June 27, 2001

MEMORANDUM TO: OPINION LEADERS

FROM: GARY SCHMITT

SUBJECT: China

The White House's top official on Asian affairs told a Washington conference last week that the president's visit to China "shouldn't be tied" to the release of the American citizens and residents now being held in jail there (Charles Snyder, "Bush Visit 'Not Tied to Scholars,'" Hong Kong iMail, June 23). Torkel Patterson, a special assistant to the president and senior director for Asia at the National Security Council, was reported as saying that the U.S. should be prodding China to improve its judicial system and its treatment of prisoners more generally. We should "not get into the old habits" of focusing on the release of certain individuals, at the expense of "genuine reform."

If this is an accurate account of Patterson's view, and of the White House's, the administration will have -- in conjunction with the president's previous decision to grant China normal trade status (NTR) -- taken off the table the two most important bargaining chips it has in getting Americans out of China's jails.

Patterson's comments reflect a flawed conception of what the U.S. Government's obligations are to its citizens. It is an elemental duty of the U.S. Government to protect to the extent possible the liberties and safety of its citizens both here and abroad -- a duty which flows naturally from the rights set out by the Declaration of Independence and which our government was established to protect. From the nation's earliest days, we have not tolerated the arbitrary seizure of our citizens abroad; to do otherwise would be to increase the danger that our adversaries would conclude there is no cost to seizing Americans and holding them hostage.
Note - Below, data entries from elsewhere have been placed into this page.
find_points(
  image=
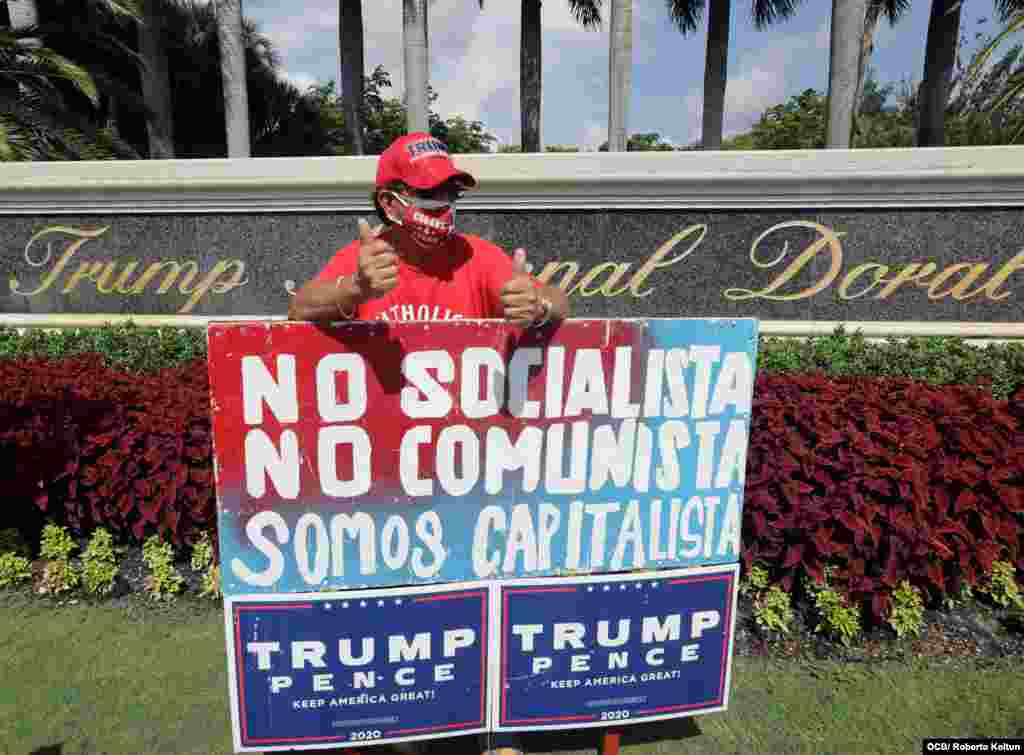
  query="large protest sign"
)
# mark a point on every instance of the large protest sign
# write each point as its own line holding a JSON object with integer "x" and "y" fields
{"x": 613, "y": 649}
{"x": 357, "y": 667}
{"x": 365, "y": 456}
{"x": 382, "y": 454}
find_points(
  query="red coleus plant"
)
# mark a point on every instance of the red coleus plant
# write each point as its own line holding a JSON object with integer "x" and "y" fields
{"x": 884, "y": 479}
{"x": 95, "y": 446}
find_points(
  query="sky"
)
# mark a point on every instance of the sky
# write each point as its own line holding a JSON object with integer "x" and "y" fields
{"x": 474, "y": 63}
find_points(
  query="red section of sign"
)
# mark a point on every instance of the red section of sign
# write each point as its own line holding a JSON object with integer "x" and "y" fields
{"x": 383, "y": 347}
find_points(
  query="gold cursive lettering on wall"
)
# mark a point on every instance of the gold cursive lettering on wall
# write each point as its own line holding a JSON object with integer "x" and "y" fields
{"x": 828, "y": 239}
{"x": 863, "y": 280}
{"x": 617, "y": 269}
{"x": 186, "y": 275}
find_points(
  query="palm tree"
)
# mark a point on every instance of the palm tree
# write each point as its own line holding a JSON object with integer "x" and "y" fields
{"x": 588, "y": 13}
{"x": 417, "y": 63}
{"x": 686, "y": 14}
{"x": 1014, "y": 84}
{"x": 232, "y": 74}
{"x": 156, "y": 81}
{"x": 620, "y": 74}
{"x": 940, "y": 58}
{"x": 351, "y": 51}
{"x": 24, "y": 14}
{"x": 48, "y": 102}
{"x": 892, "y": 10}
{"x": 848, "y": 18}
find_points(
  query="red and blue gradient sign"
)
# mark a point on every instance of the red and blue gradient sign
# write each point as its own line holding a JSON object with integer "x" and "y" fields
{"x": 614, "y": 649}
{"x": 375, "y": 454}
{"x": 357, "y": 667}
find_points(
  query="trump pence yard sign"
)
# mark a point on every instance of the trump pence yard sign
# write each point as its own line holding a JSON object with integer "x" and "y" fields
{"x": 371, "y": 475}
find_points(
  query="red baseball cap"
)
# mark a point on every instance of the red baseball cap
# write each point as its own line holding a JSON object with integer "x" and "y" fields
{"x": 420, "y": 161}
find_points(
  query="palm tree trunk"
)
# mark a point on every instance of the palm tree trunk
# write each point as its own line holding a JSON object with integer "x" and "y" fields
{"x": 866, "y": 50}
{"x": 156, "y": 83}
{"x": 350, "y": 47}
{"x": 716, "y": 74}
{"x": 232, "y": 75}
{"x": 940, "y": 57}
{"x": 529, "y": 75}
{"x": 844, "y": 66}
{"x": 620, "y": 74}
{"x": 24, "y": 14}
{"x": 417, "y": 64}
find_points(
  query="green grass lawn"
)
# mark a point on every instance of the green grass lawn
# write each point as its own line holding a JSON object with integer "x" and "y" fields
{"x": 92, "y": 679}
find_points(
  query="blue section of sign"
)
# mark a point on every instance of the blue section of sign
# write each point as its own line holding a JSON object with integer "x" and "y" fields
{"x": 592, "y": 652}
{"x": 347, "y": 668}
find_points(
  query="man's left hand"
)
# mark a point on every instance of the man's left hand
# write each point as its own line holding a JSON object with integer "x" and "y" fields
{"x": 519, "y": 294}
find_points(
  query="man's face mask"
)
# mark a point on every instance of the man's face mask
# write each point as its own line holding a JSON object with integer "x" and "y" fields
{"x": 429, "y": 221}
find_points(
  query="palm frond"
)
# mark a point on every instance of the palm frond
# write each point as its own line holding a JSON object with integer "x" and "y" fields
{"x": 587, "y": 12}
{"x": 685, "y": 14}
{"x": 1015, "y": 86}
{"x": 127, "y": 9}
{"x": 1009, "y": 8}
{"x": 1016, "y": 25}
{"x": 42, "y": 61}
{"x": 767, "y": 12}
{"x": 891, "y": 9}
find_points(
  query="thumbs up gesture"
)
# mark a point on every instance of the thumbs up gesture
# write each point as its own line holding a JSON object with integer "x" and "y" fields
{"x": 519, "y": 294}
{"x": 378, "y": 263}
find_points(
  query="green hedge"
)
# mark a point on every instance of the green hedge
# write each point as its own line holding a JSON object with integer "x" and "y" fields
{"x": 999, "y": 367}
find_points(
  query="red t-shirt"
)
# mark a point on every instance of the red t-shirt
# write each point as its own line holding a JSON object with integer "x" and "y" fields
{"x": 461, "y": 280}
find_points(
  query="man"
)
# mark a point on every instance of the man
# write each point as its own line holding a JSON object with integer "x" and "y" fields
{"x": 417, "y": 265}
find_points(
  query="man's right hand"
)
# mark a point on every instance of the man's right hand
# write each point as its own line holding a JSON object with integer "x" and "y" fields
{"x": 378, "y": 266}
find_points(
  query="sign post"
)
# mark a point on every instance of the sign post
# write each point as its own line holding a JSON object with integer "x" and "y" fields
{"x": 430, "y": 529}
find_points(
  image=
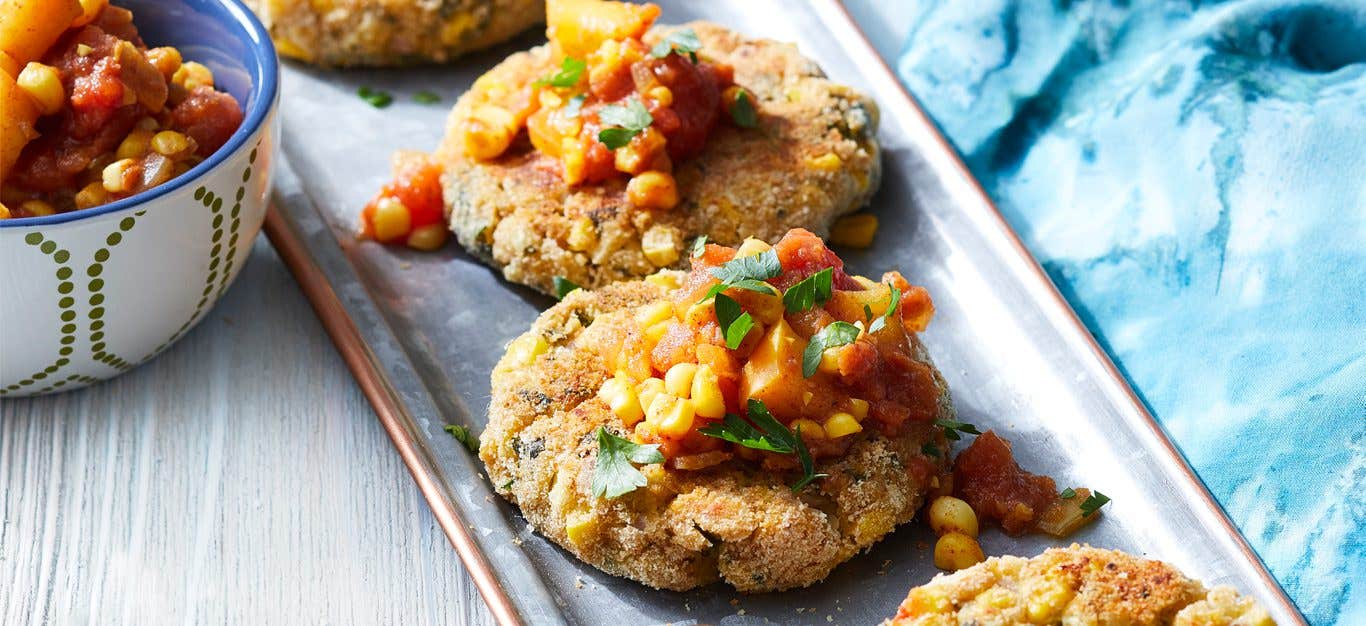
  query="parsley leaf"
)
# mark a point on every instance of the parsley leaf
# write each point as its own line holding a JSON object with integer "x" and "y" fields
{"x": 465, "y": 436}
{"x": 742, "y": 111}
{"x": 954, "y": 429}
{"x": 836, "y": 334}
{"x": 891, "y": 309}
{"x": 563, "y": 287}
{"x": 615, "y": 473}
{"x": 1094, "y": 503}
{"x": 812, "y": 291}
{"x": 568, "y": 75}
{"x": 682, "y": 41}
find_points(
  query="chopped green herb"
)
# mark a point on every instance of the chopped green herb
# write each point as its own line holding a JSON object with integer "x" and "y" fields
{"x": 742, "y": 111}
{"x": 465, "y": 436}
{"x": 563, "y": 286}
{"x": 374, "y": 97}
{"x": 833, "y": 335}
{"x": 683, "y": 41}
{"x": 615, "y": 473}
{"x": 891, "y": 309}
{"x": 1094, "y": 503}
{"x": 568, "y": 75}
{"x": 954, "y": 429}
{"x": 813, "y": 290}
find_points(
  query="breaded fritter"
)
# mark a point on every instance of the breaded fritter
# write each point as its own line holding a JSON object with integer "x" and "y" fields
{"x": 391, "y": 32}
{"x": 1078, "y": 587}
{"x": 814, "y": 159}
{"x": 732, "y": 521}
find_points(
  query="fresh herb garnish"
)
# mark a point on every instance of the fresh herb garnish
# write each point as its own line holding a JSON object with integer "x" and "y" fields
{"x": 563, "y": 286}
{"x": 764, "y": 432}
{"x": 465, "y": 436}
{"x": 682, "y": 41}
{"x": 374, "y": 97}
{"x": 833, "y": 335}
{"x": 568, "y": 75}
{"x": 615, "y": 473}
{"x": 954, "y": 429}
{"x": 624, "y": 123}
{"x": 742, "y": 111}
{"x": 1093, "y": 503}
{"x": 812, "y": 291}
{"x": 891, "y": 309}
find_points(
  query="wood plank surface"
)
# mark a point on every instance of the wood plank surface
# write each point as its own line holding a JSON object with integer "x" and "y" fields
{"x": 241, "y": 477}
Moreover, the logic of associating judicial reform and release of the U.S. citizens and residents implies that there is a legal process underway in China that, while flawed, should still bind our actions. Given the character of the Chinese judicial system, this is absurd. Indeed, Patterson appears to argue that the individual liberty of our citizens should take a back seat to some larger, indeterminate process of internal Chinese reforms. One wonders if he would be making the same argument if his wife, daughter or son were sitting in a Chinese prison.

The dictators in Beijing will not respond to weak or conciliatory measures. They will only behave constructively when they think we take our citizens' liberties seriously. For the White House to say now that the president will be going to China regardless of whether Americans are still incarcerated there is the wrong signal to be sending.

Torkel Patterson, however, is right about one thing: no one likes it when U.S.-China policy is reduced to seeking a handful of released prisoners or other discrete concessions. By all means, our China policy should have a broader and more strategic focus. In the short-term, that means containing China's regional ambitions and, over the longer-term, doing everything in our power to push for China's democratization. But pretending that the current regime is interested in "genuine reform" because, in Mr. Patterson's words, it wants "to be seen in the world as a just society" is naive and dangerous.